10th Sep 2019 10:33
(Alliance News) - 888 Holdings PLC on Tuesday said it recorded a "solid" first half performance despite drop in earnings and a dividend cut.
The London-listed gambling company also warned that Brexit could lead to a slowdown in its UK business.
For the six months to June 30, the company's revenue fell by 2.3% to USD277.3 million from USD283.9 million though the company said this was due to the non-repeat of a USD10.7 million tax relief in Germany.
Without last year's value added tax accrual, revenue rose by 1.5% from USD273.2 million.
Pretax profit fell by 63% to USD22.2 million from USD60.1 million. Though company noted that depreciation and amortisation costs more than doubled to USD15.3 million from USD10.1 million and exceptional costs climbed to USD1.6 million from an income of USD12.0 million last year.
The company lowered its interim dividend by 29% to 3.0 cents per share from 4.2 cents.
Turning to Brexit, the company, which is registered in Gibraltar, said it "may become ineligible to continue to hold regulatory licenses in certain European Union jurisdictions". The EU exit could also hurt economic and market conditions in the UK, 888 added.
During the interim, 888 expanded its European operations by launching in Portgual and Sweden.

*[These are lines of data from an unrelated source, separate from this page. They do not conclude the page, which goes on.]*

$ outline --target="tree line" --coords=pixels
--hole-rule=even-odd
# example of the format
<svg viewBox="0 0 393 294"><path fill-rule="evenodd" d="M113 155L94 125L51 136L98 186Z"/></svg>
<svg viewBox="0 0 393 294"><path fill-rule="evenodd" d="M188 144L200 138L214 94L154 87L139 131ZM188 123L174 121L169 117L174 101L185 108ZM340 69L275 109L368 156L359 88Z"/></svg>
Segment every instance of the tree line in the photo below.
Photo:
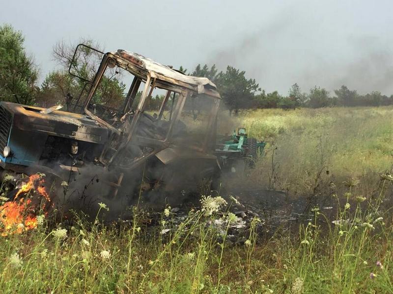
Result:
<svg viewBox="0 0 393 294"><path fill-rule="evenodd" d="M80 40L93 47L100 48L90 40ZM71 64L73 46L63 42L56 44L53 57L59 68L45 77L39 85L39 70L33 58L26 52L22 32L9 24L0 26L0 100L28 105L50 107L56 104L67 105L71 101L83 97L85 83L70 75L70 65L73 70L85 79L92 79L98 66L100 56L96 52L83 48L78 53L78 64ZM92 56L94 57L91 61ZM246 77L246 73L228 66L225 71L219 71L215 65L198 64L189 72L183 67L180 71L185 74L205 77L216 84L217 89L230 113L237 113L242 109L281 108L294 109L305 107L317 108L329 106L379 106L393 104L393 95L383 95L378 91L361 95L356 90L343 85L329 93L326 89L315 86L308 93L303 92L295 83L286 95L277 91L266 93L254 79ZM121 79L104 76L94 99L100 101L103 98L120 100L125 95L125 85ZM82 93L82 95L81 95ZM163 98L157 95L149 105L150 109L159 107ZM101 100L100 100L101 99Z"/></svg>

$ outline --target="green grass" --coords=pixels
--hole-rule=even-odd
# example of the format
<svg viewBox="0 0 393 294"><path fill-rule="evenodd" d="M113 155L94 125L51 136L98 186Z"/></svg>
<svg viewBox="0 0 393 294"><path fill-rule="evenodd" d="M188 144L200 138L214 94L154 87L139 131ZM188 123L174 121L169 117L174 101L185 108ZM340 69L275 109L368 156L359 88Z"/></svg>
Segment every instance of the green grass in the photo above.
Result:
<svg viewBox="0 0 393 294"><path fill-rule="evenodd" d="M304 225L265 236L255 218L237 245L228 239L228 213L192 211L176 226L175 215L163 212L152 226L151 215L134 207L131 223L104 225L99 217L57 223L64 238L45 220L0 238L1 293L392 293L393 182L379 175L392 165L392 108L268 110L237 119L269 142L248 184L328 198L337 208L330 214L314 209Z"/></svg>

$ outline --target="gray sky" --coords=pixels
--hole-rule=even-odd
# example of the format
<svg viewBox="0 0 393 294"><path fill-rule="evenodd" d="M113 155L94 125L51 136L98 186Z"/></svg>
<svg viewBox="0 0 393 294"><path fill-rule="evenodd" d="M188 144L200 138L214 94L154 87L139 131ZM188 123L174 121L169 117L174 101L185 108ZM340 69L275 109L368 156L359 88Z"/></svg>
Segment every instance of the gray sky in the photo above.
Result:
<svg viewBox="0 0 393 294"><path fill-rule="evenodd" d="M0 24L23 31L41 80L53 45L84 37L178 68L231 65L281 94L295 82L393 94L391 0L2 2Z"/></svg>

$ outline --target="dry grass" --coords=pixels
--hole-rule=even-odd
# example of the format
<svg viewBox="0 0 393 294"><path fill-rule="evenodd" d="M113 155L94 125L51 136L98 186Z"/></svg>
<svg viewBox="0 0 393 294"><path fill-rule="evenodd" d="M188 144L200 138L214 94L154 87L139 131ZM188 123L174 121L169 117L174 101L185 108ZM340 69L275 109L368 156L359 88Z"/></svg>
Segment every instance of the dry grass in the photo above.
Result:
<svg viewBox="0 0 393 294"><path fill-rule="evenodd" d="M238 118L252 136L269 143L252 183L293 195L330 197L337 208L334 219L341 220L337 224L316 208L297 232L278 230L261 242L255 219L247 241L233 246L227 239L230 214L192 211L175 225L170 222L174 215L166 212L161 220L167 223L152 228L150 217L134 208L131 224L79 220L65 227L64 238L46 221L36 230L0 239L0 289L4 293L392 293L388 207L393 182L389 175L379 175L392 164L392 114L391 107L268 110ZM327 195L325 186L331 189ZM99 214L104 212L102 208ZM213 225L215 220L224 225Z"/></svg>

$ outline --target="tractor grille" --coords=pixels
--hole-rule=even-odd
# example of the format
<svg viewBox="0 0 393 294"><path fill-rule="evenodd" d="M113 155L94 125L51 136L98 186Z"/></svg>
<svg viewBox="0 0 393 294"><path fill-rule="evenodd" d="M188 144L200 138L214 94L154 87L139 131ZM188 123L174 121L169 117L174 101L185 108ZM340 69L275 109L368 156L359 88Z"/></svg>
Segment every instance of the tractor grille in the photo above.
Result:
<svg viewBox="0 0 393 294"><path fill-rule="evenodd" d="M4 147L8 142L8 136L12 122L12 115L0 106L0 152L2 152Z"/></svg>

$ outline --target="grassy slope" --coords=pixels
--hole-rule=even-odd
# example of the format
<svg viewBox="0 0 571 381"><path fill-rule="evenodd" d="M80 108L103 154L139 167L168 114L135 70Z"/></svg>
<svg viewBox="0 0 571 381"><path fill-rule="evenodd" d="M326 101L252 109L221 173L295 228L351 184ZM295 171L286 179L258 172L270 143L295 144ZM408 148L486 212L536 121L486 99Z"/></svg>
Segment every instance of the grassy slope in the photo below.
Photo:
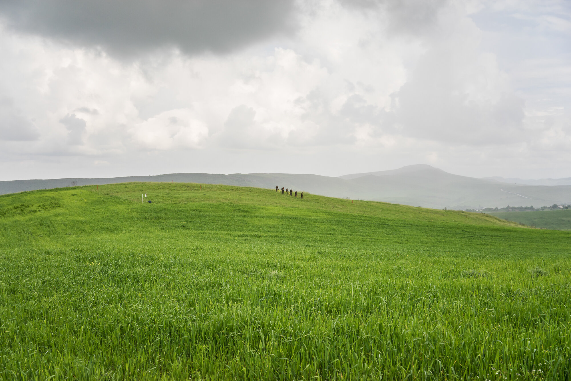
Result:
<svg viewBox="0 0 571 381"><path fill-rule="evenodd" d="M569 376L568 232L183 184L0 214L6 379Z"/></svg>
<svg viewBox="0 0 571 381"><path fill-rule="evenodd" d="M543 229L571 230L571 209L537 212L489 212L487 214Z"/></svg>

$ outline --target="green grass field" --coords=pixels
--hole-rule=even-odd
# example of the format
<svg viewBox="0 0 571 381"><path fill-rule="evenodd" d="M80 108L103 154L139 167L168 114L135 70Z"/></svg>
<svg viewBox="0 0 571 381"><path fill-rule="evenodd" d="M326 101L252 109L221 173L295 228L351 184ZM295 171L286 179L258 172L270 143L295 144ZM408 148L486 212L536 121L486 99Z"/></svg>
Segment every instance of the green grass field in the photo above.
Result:
<svg viewBox="0 0 571 381"><path fill-rule="evenodd" d="M571 209L486 213L504 220L527 224L530 226L555 230L571 230Z"/></svg>
<svg viewBox="0 0 571 381"><path fill-rule="evenodd" d="M571 232L305 196L0 196L0 379L570 379Z"/></svg>

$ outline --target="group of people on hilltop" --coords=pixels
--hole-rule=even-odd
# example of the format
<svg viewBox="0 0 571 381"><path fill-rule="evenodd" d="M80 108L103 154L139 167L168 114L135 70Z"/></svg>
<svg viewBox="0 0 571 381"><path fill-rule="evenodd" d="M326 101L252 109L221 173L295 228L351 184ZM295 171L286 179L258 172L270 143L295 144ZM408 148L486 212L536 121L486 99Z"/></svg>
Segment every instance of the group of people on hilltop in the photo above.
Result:
<svg viewBox="0 0 571 381"><path fill-rule="evenodd" d="M276 192L279 192L279 189L280 189L279 186L279 185L276 185ZM284 194L284 187L282 187L282 194ZM297 191L296 190L295 192L293 192L293 189L291 189L290 190L289 188L287 188L287 189L286 189L286 194L289 194L289 196L293 196L294 194L295 194L295 197L297 197ZM300 196L301 196L302 198L303 198L303 192L300 192L299 193L299 195Z"/></svg>

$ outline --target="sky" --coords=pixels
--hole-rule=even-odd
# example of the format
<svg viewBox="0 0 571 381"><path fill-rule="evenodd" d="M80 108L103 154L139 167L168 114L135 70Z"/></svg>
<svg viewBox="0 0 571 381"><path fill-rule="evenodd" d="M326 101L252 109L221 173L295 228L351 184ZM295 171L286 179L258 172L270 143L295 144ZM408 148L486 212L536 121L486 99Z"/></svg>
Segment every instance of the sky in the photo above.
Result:
<svg viewBox="0 0 571 381"><path fill-rule="evenodd" d="M571 2L0 1L0 181L571 177Z"/></svg>

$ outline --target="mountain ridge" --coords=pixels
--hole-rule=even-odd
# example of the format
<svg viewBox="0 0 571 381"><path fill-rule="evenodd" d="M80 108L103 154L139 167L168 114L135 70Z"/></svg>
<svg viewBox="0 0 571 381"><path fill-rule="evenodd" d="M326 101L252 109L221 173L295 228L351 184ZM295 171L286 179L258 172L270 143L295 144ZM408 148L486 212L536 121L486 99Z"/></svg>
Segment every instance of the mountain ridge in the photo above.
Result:
<svg viewBox="0 0 571 381"><path fill-rule="evenodd" d="M167 173L111 178L0 181L0 194L75 185L129 182L175 182L274 188L276 185L339 198L442 209L536 207L571 203L571 185L530 185L449 173L427 164L339 177L303 173Z"/></svg>

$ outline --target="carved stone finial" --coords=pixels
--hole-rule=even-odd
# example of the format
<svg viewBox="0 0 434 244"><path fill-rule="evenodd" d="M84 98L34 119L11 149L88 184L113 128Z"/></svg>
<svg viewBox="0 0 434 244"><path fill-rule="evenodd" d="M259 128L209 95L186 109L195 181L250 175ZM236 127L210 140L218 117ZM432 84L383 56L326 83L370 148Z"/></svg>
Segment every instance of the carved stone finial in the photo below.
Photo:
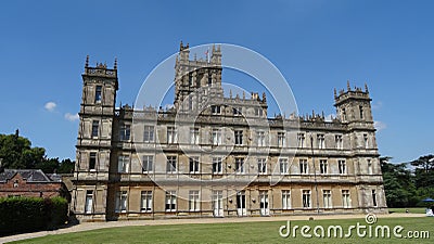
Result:
<svg viewBox="0 0 434 244"><path fill-rule="evenodd" d="M89 55L86 55L86 64L85 67L89 67Z"/></svg>

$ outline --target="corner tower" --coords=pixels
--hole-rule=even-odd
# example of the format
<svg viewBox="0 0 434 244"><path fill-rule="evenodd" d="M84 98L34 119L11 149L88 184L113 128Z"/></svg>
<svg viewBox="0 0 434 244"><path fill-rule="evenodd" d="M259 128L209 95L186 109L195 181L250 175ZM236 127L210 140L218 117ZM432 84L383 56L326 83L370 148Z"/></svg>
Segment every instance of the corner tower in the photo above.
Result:
<svg viewBox="0 0 434 244"><path fill-rule="evenodd" d="M366 213L384 213L387 206L368 86L352 89L348 81L346 91L334 91L334 101L337 119L347 130L345 147L352 155L348 163L359 182L358 206Z"/></svg>
<svg viewBox="0 0 434 244"><path fill-rule="evenodd" d="M337 94L334 91L334 106L337 117L343 123L373 123L371 111L371 99L369 97L368 86L365 85L365 91L361 88L352 89L347 82L347 91L341 90Z"/></svg>
<svg viewBox="0 0 434 244"><path fill-rule="evenodd" d="M79 219L105 220L112 131L115 114L117 61L113 68L86 59L79 112L73 211Z"/></svg>

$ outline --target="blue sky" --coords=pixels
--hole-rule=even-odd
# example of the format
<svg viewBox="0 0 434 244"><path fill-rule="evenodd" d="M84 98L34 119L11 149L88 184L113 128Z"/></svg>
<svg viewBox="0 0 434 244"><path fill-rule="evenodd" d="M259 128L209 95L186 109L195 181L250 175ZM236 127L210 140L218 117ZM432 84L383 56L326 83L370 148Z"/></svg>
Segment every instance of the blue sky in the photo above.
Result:
<svg viewBox="0 0 434 244"><path fill-rule="evenodd" d="M86 55L118 59L118 102L179 49L243 46L289 81L302 114L333 114L333 89L368 84L382 155L433 153L433 1L0 1L0 133L75 157ZM50 103L51 102L51 103Z"/></svg>

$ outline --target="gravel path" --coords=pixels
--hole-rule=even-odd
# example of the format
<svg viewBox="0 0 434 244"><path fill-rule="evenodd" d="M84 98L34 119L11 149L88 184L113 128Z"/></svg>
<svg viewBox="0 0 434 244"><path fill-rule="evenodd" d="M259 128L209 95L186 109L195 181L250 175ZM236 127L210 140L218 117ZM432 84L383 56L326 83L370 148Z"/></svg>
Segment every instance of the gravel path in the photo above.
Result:
<svg viewBox="0 0 434 244"><path fill-rule="evenodd" d="M365 218L366 215L324 215L314 216L315 219L355 219ZM77 226L34 233L16 234L0 237L0 243L34 239L49 234L63 234L79 231L95 230L113 227L129 226L162 226L162 224L188 224L188 223L224 223L224 222L265 222L265 221L286 221L286 220L308 220L310 216L281 216L281 217L245 217L245 218L203 218L203 219L161 219L161 220L131 220L131 221L111 221L111 222L84 222ZM401 217L425 217L424 214L390 214L380 215L378 218L401 218Z"/></svg>

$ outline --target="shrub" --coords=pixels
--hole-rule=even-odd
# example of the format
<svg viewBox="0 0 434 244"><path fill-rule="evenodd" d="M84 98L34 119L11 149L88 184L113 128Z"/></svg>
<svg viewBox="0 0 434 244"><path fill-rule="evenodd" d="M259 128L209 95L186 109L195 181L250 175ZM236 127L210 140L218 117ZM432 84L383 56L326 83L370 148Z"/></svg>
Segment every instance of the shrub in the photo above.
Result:
<svg viewBox="0 0 434 244"><path fill-rule="evenodd" d="M54 229L67 218L62 197L0 197L0 234Z"/></svg>

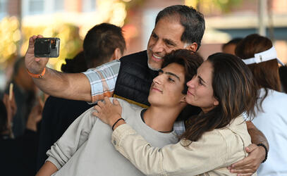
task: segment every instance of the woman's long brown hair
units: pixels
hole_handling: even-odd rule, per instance
[[[267,37],[257,34],[250,34],[239,42],[236,48],[236,55],[242,59],[253,58],[254,55],[272,47],[271,41]],[[267,96],[267,89],[281,91],[280,77],[276,58],[248,65],[258,84],[258,88],[264,88],[265,94],[261,99],[260,105]]]
[[[197,141],[202,134],[222,128],[246,111],[254,115],[256,83],[249,68],[237,56],[217,53],[207,58],[213,66],[212,88],[219,105],[206,113],[190,118],[181,139]]]

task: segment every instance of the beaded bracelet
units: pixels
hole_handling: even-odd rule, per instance
[[[28,72],[29,75],[30,75],[32,77],[34,78],[42,78],[43,77],[44,75],[45,75],[46,73],[46,68],[44,68],[43,71],[40,74],[34,74],[30,73],[28,69],[27,69],[27,71]]]
[[[114,131],[114,127],[115,127],[116,124],[118,121],[120,121],[121,120],[123,120],[123,121],[125,120],[123,118],[119,118],[119,119],[118,119],[118,120],[116,120],[116,122],[114,123],[113,126],[111,127],[111,130],[113,130],[113,131]]]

The company said trading in the year-to-date has been in line with internal expectations, driven by a 24% year-on-year revenue increase in the UK.
The firm added: "The group is continuing to invest in developing 888's presence in the evolving US market and the board is pleased with the initial impact of the migration of 888casino in New Jersey on to the Orbit platform in July."
Shares in 888 were 6.8% lower at 157.35p each in London on Tuesday morning.